Maybe it happened like this- you got a call from the state asking if you would consider adopting a relative’s newborn. You have a couple of kids already and decide that you would be thrilled to have another one, so your cousin becomes your son. Or maybe you had a foster child from an early age that led into an adoption. As your child grew, the subject just never came up. It’s as if you gave birth to this child- if feels like it to you and it does to them as well. Things have gone along quite smoothly, the bio-parents have never contacted you and your child has fit into your family without a glitch. You haven’t felt the need to read up on adoption or contact a professional- this is just your kid- plain and simple. As your child grows, you have a nagging thought that crops up sometimes in the back of your mind, like you’re forgetting something. Your baby isn’t little anymore; she’s starting school. You still haven’t told her that she’s adopted. Before long, she is eight or nine and you’re pretty stressed about how you’re going to bring up the subject. If you’re not careful your child will be twelve or thirteen and a neighbor or uncle will “accidently” let the secret out. You’re worried that she will feel betrayed and “less than” and be mad at you for keeping it a secret all of this time.
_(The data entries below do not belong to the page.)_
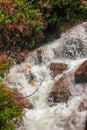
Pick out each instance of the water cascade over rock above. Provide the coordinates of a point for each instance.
(50, 73)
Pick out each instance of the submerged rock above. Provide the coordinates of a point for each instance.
(73, 48)
(60, 90)
(81, 73)
(57, 68)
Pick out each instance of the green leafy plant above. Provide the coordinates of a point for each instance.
(30, 26)
(10, 112)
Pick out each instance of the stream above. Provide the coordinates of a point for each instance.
(71, 49)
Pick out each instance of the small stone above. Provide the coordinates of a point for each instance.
(81, 73)
(57, 68)
(60, 90)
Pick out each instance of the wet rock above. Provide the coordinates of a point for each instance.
(81, 73)
(73, 48)
(83, 105)
(57, 68)
(21, 101)
(60, 91)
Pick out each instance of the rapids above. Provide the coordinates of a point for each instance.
(71, 48)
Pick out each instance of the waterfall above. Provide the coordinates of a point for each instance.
(71, 49)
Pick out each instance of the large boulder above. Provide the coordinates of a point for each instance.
(57, 68)
(60, 90)
(81, 73)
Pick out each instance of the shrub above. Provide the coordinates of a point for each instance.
(30, 25)
(9, 111)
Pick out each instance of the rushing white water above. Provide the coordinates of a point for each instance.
(62, 116)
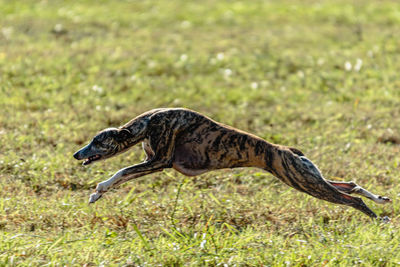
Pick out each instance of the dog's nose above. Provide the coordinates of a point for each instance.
(76, 155)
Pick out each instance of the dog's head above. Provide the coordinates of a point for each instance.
(105, 144)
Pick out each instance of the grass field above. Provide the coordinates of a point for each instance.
(321, 76)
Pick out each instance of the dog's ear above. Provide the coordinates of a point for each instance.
(123, 135)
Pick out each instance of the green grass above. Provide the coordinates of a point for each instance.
(278, 69)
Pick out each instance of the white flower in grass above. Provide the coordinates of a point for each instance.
(254, 85)
(183, 57)
(227, 73)
(358, 65)
(97, 88)
(347, 66)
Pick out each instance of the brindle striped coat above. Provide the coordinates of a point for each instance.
(193, 144)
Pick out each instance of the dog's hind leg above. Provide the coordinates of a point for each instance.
(351, 187)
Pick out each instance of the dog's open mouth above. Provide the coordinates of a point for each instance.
(91, 159)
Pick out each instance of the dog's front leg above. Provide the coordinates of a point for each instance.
(125, 175)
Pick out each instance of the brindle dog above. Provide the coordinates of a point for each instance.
(193, 144)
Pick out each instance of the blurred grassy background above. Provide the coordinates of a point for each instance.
(318, 75)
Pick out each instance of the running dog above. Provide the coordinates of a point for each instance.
(192, 144)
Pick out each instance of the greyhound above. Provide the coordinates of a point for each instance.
(192, 144)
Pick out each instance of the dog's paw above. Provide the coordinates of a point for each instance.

What are you going to do?
If any part of this story sounds like yours, you need to take some steps before the situation becomes a crisis.
S Search inside yourself to see why you are uncomfortable with adoption. Do you think that it is shameful? Second-best? Are you worried that your child will be hurt by stories surrounding the beginning of her life? You need to work through these questions on your own before you can discuss them with your kid. Take a weekend or an evening away for reflection, read some adoption books, talk to another adoptive parent or Fiesta family contact to sort out your own feelings. But don’t put it off.
Bring up adoption generically with your child for a few days. There are many books (available in our library or online) that incorporate adoption into the story. Make adoption language familiar. Talk about the many ways that families are formed. Go online to find pictures of families that don’t all look alike and discuss it with your child. Talk about where babies come from.
Watch a movie together that has an adoption theme that you like. Some might make you cringe. (No, Travis, we are not wealthy enough to ride in a carriage through Central Park to see a Broadway Show, breaking into song along the way.) There are some good ones out there that will help jumpstart the discussion. Fiesta staff will be glad to give you suggestions if you need some to relate with your child‘s developmental level or situation.
Don’t put it off any longer. Make it part of a natural conversation, not stressful or serious-scary. If your child is old enough to be upset that he or she wasn’t told earlier, apologize. We all make mistakes, you should have told him sooner, now it’s time to pick up the pieces and let your child know that your love is solid and has always been there, just as it will continue to be.